New UUID v5 Generation Tool -- gn_uuid v0.5.0

We are releasing a new tool - gn_uuid to simplify creation of UUID version 5 identifiers for scientific name strings. UUID v5 has features which are particular useful for the biodiversity community.

UUID version 5: Description

Universally unique identifiers are very popular because for all practical purposes they guarantee globally unique IDs without any negotiation between different entities. There are several ways how UUIDs can be created:

UUID version Uniqueness is achieved by
version 1 Using computer’s MAC address and time
version 2 like v1 plus adding info about user and local domain
version 3 Using MD5 hash of a string in combination with a name space
version 4 Using pseudo-random algorithms
version 5 Using SHA1 hash of a string in combination with a name space

UUID v5 is generated using information from a string, so everyone who uses this method will generate exactly same ID out of the same string. Interested parties do need to agree on generation of a name space, and after that no matter which programming language they use – they will be able to exchange data about a string using their identifiers.

This gem already has a DNS domain “globalnames.org” defined as a name space, so generation of the UUID v5 becomes simpler.

I believe UUID v5 creates very exciting opportunities for biodiversity community. For example if one expert annotates a string or attaches data to it – this information can be linked globally and then harvested by anybody, without any preliminary negotiation.

Quite often researches make an argument that a scientific name is an identifier on its own and there is no need for another level of indirection like UUID. They are right, scientific name string can be an identifier, however, scientific names have severe shortcomings in such a role.

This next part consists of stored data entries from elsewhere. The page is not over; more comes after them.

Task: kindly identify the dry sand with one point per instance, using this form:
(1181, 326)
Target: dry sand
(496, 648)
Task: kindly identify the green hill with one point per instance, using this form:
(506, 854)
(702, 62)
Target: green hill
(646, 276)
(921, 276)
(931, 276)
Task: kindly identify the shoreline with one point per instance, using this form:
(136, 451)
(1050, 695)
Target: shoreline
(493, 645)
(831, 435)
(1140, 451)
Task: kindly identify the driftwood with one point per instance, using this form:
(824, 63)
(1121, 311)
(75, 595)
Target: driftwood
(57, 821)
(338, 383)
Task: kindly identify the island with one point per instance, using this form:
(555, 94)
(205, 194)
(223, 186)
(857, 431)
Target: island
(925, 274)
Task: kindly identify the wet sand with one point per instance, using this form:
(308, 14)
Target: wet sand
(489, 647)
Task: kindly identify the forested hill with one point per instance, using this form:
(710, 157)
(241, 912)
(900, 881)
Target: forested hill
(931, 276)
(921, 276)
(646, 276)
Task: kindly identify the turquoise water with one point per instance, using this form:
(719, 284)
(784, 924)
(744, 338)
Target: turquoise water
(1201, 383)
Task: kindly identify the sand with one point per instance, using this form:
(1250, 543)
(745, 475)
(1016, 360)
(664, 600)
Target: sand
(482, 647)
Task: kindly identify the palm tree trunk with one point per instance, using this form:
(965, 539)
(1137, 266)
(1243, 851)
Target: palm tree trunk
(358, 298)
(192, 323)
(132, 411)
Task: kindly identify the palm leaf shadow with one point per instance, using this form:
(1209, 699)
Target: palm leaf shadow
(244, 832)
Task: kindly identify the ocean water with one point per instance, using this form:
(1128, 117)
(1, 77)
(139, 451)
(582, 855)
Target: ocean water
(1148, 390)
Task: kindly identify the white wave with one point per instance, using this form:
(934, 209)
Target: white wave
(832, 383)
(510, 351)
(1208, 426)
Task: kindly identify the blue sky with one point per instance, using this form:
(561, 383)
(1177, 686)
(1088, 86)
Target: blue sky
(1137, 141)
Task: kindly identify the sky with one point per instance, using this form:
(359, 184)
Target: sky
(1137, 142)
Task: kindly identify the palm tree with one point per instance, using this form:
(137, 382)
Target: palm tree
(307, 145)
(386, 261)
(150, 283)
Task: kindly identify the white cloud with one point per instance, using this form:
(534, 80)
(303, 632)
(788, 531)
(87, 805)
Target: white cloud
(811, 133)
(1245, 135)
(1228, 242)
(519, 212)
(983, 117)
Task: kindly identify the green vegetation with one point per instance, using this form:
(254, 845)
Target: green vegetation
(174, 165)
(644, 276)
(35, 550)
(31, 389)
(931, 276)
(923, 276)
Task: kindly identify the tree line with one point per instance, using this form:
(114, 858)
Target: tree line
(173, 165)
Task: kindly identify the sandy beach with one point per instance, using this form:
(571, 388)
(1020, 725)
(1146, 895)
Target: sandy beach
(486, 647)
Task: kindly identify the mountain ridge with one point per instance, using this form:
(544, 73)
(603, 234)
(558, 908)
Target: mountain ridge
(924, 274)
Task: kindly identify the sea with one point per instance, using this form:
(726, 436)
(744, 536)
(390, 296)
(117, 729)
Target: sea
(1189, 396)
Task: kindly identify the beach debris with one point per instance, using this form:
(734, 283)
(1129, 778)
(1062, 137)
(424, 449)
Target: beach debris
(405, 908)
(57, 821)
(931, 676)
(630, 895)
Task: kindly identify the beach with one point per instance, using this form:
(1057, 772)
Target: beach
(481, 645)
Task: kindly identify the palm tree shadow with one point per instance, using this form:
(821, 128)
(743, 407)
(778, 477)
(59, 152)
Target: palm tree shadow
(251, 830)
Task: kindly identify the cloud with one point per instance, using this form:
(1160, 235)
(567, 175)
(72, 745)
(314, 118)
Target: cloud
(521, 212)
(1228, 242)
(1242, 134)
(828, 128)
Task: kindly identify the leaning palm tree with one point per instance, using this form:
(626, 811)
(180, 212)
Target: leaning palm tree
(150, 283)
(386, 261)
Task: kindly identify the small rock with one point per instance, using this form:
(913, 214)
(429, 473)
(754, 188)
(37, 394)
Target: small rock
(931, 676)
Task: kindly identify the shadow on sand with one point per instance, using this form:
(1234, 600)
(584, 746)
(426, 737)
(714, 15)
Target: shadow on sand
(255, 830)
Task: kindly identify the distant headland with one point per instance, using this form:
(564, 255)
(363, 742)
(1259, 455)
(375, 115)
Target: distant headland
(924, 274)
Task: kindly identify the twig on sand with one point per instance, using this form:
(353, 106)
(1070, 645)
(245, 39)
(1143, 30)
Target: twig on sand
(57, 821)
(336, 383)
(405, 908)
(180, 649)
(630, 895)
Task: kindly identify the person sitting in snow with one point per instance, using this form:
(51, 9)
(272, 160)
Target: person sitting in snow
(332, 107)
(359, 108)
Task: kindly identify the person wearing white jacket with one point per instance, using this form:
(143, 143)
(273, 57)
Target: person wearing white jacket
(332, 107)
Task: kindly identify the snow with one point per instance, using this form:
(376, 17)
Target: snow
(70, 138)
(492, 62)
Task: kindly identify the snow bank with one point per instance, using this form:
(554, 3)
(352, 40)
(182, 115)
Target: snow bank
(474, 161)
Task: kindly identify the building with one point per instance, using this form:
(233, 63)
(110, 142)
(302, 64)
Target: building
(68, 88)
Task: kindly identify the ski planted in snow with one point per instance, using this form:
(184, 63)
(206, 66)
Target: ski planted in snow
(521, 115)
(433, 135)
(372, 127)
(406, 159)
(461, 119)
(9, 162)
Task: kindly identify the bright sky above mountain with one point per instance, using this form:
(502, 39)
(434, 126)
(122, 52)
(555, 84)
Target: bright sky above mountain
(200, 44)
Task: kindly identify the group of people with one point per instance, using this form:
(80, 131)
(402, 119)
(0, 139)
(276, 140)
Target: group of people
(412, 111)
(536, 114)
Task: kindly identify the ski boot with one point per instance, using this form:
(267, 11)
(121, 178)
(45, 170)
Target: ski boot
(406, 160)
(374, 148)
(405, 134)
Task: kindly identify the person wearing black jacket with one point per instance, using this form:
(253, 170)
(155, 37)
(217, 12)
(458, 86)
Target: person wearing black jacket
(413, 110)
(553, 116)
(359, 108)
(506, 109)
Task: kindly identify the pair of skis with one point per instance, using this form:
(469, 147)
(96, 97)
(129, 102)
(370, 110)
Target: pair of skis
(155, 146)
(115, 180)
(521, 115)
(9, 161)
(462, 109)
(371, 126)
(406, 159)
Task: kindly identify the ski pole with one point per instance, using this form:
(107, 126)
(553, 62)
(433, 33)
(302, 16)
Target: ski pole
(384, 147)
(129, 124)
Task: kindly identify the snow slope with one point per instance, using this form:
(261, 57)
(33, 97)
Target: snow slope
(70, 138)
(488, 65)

Why Scientific Names are Bad Identifiers for Computers

Scientific name strings have different length

More often than not identifiers end up in databases and used as a primary index to sort, connect and search data. Scientific name strings vary from 2 bytes to more than 500 bytes in length. So if they are used as keys in database they are inefficient, they waste a lot of space, become less efficient for finding or sorting information – indexes key size is usually determined by the the largest key.

UUIDs have always the same, rather small size – 16 bytes. Even when UUIDs are used in their “standard” string representation – they are still reasonably small – 36 characters. Storing them in a database as a number is obviously more efficient.

It is hard to spot differences in name strings

It is very hard for human eye to spot the difference between strings like this

  • Corchoropsis tomentosa var. psilocarpa (Harms & Loes.) C.Y.Wu & Y.Tang

  • Corchoropsis tomentosa var. psilocanpa (Harms & Loes.) C.Y.Wu & Y.Tang

Much easier for their corresponding UUIDs

  • 5edecb2b-903f-54f1-a087-b47b3b021fcd

  • 833c664b-7d00-5c3b-97a4-98b0ab7d0a9a

Name strings come in different encodings.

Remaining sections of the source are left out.